Les évangéliques confrontés à de nombreux cas d’abus spirituels
En Afrique du Sud, la mission évangélique Kwasizabantu (KSB), très connue dans le pays et présente en Europe, notamment en France et en Suisse, fait l’objet d’une enquête policière après des allégations d’abus de grande ampleur révélés cet automne.
À une autre échelle, depuis ce printemps, un collectif rassemblant plus d’une trentaine d’anciens étudiants, professeurs et bénévoles de l’Institut francophone de théologie de Jérusalem (IFTJ) alerte sur des dysfonctionnements graves et répétés au sein de l’institut biblique évangélique.

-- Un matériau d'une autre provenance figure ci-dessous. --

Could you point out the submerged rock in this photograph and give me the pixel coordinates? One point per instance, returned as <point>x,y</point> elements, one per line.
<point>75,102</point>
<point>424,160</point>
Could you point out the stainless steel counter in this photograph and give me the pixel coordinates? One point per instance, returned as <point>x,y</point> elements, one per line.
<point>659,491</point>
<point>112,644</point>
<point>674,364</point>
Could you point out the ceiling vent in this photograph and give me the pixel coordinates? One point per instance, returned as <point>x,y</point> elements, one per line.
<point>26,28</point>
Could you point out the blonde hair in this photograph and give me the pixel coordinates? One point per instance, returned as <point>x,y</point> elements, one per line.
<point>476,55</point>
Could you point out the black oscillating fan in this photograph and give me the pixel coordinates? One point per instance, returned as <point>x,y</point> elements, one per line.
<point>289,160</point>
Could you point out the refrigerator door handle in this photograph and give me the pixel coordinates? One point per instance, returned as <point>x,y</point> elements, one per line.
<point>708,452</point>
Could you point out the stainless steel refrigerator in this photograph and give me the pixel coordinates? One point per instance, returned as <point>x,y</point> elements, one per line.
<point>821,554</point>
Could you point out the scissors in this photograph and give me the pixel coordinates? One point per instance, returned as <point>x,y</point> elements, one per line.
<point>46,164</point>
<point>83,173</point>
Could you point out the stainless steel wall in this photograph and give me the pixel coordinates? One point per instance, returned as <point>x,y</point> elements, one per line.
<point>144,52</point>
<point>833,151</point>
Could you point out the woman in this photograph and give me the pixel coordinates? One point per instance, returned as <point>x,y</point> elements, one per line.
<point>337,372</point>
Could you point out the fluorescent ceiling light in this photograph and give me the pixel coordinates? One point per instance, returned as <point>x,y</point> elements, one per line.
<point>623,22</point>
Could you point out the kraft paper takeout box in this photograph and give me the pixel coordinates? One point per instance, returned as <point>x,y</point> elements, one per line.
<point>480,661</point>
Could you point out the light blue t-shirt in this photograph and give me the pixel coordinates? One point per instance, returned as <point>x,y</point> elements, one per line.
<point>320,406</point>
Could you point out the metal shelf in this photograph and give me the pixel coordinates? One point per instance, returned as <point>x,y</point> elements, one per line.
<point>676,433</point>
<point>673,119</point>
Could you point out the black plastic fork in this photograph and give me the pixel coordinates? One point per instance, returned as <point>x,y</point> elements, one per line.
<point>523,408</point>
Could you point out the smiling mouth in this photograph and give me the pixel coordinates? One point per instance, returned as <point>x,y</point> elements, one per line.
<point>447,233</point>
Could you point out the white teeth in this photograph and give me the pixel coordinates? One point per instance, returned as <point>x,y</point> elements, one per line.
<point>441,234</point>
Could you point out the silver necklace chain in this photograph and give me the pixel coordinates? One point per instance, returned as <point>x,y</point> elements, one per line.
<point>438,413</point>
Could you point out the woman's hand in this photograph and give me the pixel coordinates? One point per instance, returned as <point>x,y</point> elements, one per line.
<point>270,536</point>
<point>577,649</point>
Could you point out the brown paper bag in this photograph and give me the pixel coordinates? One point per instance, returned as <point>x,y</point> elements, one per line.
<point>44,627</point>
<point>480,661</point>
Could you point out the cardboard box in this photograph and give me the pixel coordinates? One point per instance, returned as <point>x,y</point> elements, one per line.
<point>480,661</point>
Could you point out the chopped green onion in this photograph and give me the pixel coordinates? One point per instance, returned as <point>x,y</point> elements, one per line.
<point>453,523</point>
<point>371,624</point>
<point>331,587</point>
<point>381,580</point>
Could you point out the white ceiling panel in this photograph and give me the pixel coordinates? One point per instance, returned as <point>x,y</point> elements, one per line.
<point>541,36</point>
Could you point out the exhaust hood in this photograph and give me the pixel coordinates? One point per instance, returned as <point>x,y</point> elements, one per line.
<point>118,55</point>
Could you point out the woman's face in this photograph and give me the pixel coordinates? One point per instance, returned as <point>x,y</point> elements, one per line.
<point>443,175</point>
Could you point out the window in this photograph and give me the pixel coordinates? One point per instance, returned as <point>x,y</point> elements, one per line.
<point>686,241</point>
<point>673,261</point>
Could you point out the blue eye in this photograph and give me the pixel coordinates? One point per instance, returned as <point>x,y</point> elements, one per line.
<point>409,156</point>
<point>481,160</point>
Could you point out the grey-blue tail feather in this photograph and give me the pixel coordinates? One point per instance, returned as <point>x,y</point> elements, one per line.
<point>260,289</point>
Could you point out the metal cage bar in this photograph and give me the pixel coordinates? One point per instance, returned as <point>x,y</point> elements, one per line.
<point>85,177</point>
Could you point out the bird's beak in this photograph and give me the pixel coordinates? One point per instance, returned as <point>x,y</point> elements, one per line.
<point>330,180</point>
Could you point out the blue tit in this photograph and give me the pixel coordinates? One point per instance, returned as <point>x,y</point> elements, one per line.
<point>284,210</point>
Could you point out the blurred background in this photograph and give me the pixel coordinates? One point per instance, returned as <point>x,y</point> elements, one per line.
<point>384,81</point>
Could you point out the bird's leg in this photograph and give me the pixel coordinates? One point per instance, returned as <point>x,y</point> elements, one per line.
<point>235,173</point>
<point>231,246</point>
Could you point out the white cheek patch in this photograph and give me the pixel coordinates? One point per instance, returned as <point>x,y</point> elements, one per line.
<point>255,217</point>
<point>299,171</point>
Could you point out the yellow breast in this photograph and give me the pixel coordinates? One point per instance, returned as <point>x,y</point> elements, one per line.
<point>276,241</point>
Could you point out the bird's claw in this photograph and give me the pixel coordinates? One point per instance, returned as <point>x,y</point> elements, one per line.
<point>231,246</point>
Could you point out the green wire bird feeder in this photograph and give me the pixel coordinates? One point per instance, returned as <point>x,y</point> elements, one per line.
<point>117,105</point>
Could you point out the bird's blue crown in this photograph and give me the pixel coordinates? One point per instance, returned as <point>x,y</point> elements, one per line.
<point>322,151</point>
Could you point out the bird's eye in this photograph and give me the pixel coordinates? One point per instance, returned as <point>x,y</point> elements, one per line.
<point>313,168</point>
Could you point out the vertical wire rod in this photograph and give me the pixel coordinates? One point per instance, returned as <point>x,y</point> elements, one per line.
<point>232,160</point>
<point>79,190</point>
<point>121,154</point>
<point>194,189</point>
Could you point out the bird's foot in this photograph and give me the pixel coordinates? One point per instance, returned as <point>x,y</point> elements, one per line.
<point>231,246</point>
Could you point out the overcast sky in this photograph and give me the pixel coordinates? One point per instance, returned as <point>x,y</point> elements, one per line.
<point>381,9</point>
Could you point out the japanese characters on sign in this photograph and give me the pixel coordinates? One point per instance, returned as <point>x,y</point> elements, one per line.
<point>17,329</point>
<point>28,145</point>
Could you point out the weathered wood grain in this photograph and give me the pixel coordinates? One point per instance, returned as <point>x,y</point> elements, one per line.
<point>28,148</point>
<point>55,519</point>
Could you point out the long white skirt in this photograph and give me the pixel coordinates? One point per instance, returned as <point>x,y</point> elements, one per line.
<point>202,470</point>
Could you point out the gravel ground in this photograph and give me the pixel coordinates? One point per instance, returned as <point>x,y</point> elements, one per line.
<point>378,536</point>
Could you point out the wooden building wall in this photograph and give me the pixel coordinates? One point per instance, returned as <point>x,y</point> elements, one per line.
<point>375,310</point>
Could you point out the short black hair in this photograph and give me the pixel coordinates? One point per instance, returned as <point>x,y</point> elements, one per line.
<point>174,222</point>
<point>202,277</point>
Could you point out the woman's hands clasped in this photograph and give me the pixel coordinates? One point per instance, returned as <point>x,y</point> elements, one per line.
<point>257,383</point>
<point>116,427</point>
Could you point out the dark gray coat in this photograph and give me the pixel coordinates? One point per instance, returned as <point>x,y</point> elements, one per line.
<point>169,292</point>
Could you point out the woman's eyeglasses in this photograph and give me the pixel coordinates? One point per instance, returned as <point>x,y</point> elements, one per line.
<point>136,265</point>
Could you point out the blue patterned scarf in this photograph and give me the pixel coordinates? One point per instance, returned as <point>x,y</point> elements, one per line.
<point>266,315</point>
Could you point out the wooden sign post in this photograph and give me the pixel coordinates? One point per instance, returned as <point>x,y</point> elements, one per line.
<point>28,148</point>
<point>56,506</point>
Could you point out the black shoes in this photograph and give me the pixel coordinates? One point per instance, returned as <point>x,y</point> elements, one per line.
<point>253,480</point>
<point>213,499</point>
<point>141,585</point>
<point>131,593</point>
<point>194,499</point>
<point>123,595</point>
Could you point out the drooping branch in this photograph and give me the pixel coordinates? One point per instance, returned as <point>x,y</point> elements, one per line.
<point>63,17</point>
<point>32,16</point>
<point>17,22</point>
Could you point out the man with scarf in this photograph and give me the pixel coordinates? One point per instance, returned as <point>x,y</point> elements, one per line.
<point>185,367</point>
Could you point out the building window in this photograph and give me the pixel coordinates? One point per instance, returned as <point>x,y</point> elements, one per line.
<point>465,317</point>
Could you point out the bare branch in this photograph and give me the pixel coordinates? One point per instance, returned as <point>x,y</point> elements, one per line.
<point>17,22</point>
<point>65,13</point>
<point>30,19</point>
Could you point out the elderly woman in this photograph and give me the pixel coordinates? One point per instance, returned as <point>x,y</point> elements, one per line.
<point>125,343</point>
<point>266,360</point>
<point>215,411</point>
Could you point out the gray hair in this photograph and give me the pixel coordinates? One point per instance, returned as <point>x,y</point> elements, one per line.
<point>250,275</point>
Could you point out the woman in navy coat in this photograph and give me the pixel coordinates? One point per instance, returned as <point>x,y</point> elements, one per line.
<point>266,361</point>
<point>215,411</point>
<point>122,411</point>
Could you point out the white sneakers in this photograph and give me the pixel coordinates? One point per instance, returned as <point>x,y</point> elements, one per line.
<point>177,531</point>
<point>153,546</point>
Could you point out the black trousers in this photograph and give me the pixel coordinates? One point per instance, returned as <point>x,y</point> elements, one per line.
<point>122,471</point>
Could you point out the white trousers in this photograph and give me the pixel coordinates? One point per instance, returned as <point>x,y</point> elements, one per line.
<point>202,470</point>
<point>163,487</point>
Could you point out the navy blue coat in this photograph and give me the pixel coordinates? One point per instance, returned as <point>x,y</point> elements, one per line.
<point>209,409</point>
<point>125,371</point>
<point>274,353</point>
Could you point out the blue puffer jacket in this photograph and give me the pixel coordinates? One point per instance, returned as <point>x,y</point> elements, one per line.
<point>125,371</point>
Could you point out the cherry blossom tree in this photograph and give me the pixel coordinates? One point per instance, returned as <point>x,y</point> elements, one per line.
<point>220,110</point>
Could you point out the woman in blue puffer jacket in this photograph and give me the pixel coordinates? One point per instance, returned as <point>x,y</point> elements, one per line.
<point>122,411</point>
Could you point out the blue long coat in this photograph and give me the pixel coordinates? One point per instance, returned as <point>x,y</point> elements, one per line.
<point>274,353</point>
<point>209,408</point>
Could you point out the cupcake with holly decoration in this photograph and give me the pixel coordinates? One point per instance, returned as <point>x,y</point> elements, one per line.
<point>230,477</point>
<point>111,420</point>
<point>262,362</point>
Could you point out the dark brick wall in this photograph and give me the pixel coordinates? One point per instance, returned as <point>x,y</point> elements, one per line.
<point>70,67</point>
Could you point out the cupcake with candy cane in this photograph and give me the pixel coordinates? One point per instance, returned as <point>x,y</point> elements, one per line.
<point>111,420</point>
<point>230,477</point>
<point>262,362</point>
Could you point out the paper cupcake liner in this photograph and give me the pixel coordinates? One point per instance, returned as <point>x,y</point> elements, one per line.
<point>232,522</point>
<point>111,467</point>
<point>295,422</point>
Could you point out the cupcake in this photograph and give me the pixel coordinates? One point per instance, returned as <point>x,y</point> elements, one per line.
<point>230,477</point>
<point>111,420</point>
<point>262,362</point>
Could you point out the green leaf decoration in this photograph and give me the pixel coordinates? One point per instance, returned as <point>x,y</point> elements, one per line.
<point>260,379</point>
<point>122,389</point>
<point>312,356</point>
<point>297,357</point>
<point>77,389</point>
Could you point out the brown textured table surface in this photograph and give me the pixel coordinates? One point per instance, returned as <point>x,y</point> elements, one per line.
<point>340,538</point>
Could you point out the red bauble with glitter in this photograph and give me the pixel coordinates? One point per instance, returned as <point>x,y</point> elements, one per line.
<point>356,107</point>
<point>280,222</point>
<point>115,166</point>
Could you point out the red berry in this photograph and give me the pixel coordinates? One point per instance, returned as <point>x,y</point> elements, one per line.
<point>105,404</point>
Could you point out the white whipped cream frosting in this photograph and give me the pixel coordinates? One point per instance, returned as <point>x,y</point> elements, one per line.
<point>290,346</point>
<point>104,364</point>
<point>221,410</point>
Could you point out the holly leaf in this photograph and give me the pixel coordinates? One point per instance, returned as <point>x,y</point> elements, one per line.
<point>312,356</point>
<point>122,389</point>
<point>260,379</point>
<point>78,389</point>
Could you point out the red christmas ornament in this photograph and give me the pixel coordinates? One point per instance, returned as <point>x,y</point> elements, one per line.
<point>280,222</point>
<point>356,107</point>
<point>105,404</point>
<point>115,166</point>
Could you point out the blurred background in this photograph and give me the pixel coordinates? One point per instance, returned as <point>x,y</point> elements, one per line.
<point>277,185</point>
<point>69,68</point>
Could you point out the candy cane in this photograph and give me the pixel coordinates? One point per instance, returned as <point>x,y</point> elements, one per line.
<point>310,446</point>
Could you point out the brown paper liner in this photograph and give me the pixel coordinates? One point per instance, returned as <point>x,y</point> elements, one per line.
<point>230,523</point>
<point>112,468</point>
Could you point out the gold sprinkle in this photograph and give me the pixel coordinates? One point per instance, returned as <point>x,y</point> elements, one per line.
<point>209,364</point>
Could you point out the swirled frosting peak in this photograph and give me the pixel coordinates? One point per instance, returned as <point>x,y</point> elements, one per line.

Finalement, moins alarmant mais tout aussi révélateur, un des fondateurs du mouvement Europe shall be saved a quitté l’aventure après avoir vécu un «abus d’autorité». Le milieu évangélique est aussi confronté à des abus d’autorité pouvant entraîner des situations graves, extrêmement préoccupantes et dévastatrices pour les victimes: trois cas de figures récents qui amènent à réfléchir.
«Tests de virginité» et «passages à tabac»
Installée au cœur de la Drôme des collines (région Rhônes-Alpes), l’école protestante du Cèdre a tout pour être un cadre idyllique pour étudier: bâtiments flambant neufs, professeurs dévoués, faibles effectifs par classe, uniformes proprets et terrains de sport au milieu de la forêt. Véritable vitrine de la mission Kwasizabantu, l’école privée hors contrat jouit d’une excellente réputation dans la région. Le mouvement fondé en 1970 en Afrique du Sud par Erlo Stegen a fait des émules en France (en région parisienne, en Alsace et dans le Sud-Est), mais aussi en Allemagne, en Roumanie, et en Suisse.
La famille Läderach, propriétaire de la chocolaterie du même nom à Ennenda, dans le canton de Glaris en Suisse, a notamment fait partie des chevilles ouvrières de KSB en terres helvétiques.
Aujourd’hui, le mouvement est plus divisé que jamais. Une scission s’est faite entre les membres restés fidèles à la base en Afrique du Sud et les missions Kwasizabantu aux Pays-Bas, en Belgique, en France, en Suisse et en Australie, indépendantes depuis 2019. Elles dénonçaient le contrôle abusif des dirigeants et l’opacité financière.
Depuis l’automne, la branche mère de la mission fait l’objet d’un contrôle minutieux de la part des autorités après la longue enquête de News24. Le média sud-africain allègue une inconduite généralisée de la part de membres de l’Église, dont des atteintes aux droits de l’homme tels que des viols et des passages à tabac. KSB est également accusée d’agir comme une secte. On lui reproche notamment d’avoir fait subir des «tests de virginité» à des jeunes filles, rapporte la radio Deutsche Welle.
Soumis par la peur
En Europe aussi, ce même mouvement a fait des dégâts, dénoncent d’anciens membres sous couvert d’anonymat. Ils décrivent une organisation légaliste, soucieuse des apparences et qui contrôle ses membres via la peur et la confession de toute pensée critique ou négative à des «conseillers spirituels» qui en informent la hiérarchie. Des cas d’abus sexuels impliquant des mineurs auraient même été couverts, selon plusieurs sources. Les responsables, informés, auraient enjoint les victimes à pardonner à leurs agresseurs.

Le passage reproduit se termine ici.